First off  let me just say me just say make sure your meat is thawed!  Things started out where I found my Inkbird Thermometer I been missing for weeks!  I searched everywhere several times!  I have an old style metal lunch box I keep remotes in.  I went to pull my Roku remote out and got my Inkbird.  I have given up seeing that again.  Than got the Lamb on.  Figured about 10 minutes.  After 30 minutes figured something wrong with thermometer and got a another one.  Well one hour later starting to get to temp.  As you can see burned the legs off try to get to temp.  I showing you the best as the other half still raw!.  Gordon Ramsey would of had a fit!  I really like that tomato relish I made.  I could eat it everyday!  I going to see if can find some more green tomatoes.  I need enough to get through winter!


----------



## JLeonard (Aug 7, 2021)

Yikes! Well at least you found your Inkbird!

Jim


----------



## sandyut (Aug 7, 2021)

I like my lamb medium rare, so looks like it worked out for my taste.  I'll be right over!


----------



## SmokinEdge (Aug 7, 2021)

That lamb looks delicious. Sorry for the trouble, but I’d take that lamb off your hands and never look back.


----------



## chilerelleno (Aug 7, 2021)

That's Not Burnt, That's Flavor!
I like a nice char on my meat and I like it med-rare to rare, so that actually doesn't look too bad to me.
Yeah, frozen meat isn't ideal to work with and cremating those bones is a lil'too much, but live and learn.
Slice them chops and sear them if a little too raw.

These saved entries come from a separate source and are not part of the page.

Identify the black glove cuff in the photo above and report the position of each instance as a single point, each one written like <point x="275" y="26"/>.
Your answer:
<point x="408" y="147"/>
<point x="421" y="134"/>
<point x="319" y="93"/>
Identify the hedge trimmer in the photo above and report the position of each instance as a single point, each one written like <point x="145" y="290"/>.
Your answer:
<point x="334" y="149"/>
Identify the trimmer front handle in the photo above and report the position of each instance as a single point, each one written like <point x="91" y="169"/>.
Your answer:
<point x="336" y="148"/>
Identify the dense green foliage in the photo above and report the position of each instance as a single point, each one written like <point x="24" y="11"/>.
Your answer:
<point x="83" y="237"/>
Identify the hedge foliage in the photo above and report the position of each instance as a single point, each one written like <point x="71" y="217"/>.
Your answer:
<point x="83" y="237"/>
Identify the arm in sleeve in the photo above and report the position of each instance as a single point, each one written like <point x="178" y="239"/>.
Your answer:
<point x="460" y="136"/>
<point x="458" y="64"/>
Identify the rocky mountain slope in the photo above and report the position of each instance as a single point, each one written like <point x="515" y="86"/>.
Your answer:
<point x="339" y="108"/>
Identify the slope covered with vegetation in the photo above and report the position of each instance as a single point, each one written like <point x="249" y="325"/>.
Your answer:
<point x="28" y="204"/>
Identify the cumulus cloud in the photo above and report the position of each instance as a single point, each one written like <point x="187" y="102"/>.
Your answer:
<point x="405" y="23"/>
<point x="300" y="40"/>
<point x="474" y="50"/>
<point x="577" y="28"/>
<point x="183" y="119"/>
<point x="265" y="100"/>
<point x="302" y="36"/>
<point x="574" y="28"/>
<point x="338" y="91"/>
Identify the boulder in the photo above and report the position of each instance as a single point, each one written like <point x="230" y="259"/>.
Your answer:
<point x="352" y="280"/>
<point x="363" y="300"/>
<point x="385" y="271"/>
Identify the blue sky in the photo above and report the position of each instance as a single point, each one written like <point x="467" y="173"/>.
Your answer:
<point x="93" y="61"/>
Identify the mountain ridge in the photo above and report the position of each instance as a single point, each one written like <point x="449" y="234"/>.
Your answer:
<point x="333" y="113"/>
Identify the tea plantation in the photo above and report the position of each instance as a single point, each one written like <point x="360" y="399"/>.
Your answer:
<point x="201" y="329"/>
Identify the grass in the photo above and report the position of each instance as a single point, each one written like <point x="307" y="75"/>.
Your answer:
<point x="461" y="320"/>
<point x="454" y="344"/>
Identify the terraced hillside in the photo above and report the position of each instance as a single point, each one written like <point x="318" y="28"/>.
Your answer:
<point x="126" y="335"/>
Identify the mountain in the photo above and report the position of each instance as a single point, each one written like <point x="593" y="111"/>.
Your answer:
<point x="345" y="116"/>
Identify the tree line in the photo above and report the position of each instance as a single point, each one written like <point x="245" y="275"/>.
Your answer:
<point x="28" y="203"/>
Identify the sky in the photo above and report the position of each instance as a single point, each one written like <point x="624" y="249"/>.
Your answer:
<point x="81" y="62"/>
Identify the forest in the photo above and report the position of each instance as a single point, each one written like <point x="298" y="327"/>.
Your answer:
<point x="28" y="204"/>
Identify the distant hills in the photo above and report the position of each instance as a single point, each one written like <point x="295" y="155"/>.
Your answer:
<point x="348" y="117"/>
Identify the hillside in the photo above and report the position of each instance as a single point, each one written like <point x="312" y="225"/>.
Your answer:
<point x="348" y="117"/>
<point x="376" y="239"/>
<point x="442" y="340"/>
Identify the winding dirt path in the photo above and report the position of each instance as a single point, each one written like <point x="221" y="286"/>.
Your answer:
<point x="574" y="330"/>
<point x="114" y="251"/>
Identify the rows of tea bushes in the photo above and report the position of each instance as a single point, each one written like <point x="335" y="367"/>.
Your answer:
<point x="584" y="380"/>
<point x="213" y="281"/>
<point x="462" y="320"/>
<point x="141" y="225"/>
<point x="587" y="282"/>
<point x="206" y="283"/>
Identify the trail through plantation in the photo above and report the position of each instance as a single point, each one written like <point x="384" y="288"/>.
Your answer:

But really with smaller/thinner cuts of meat, for me getting a decent maillard effect is always an issue without overcooking.


----------



## WaterinHoleBrew (Aug 7, 2021)

Nice cook Brian, I personally would have been all over that final plated shot!


----------



## Brokenhandle (Aug 7, 2021)

I'm with the others... I'd sure eat it! Looks good! I don't eat the bones anyway. 

Ryan


----------



## chef jimmyj (Aug 7, 2021)

Yeah Buddy, I like Rack of Lamb, period. Rare, Medium, even Med/Well. Next time, Wrap them Bones in a couple layers of Foil and expose the last 30 minutes for a nice presentation...JJ


----------



## Smoking Allowed (Aug 8, 2021)

What JJ said. It's some work, but I wrap the bones individually. They can be wrapped as a group, too.


----------



## SmokinAl (Aug 8, 2021)

Dang, that is one good looking meal!
Al


----------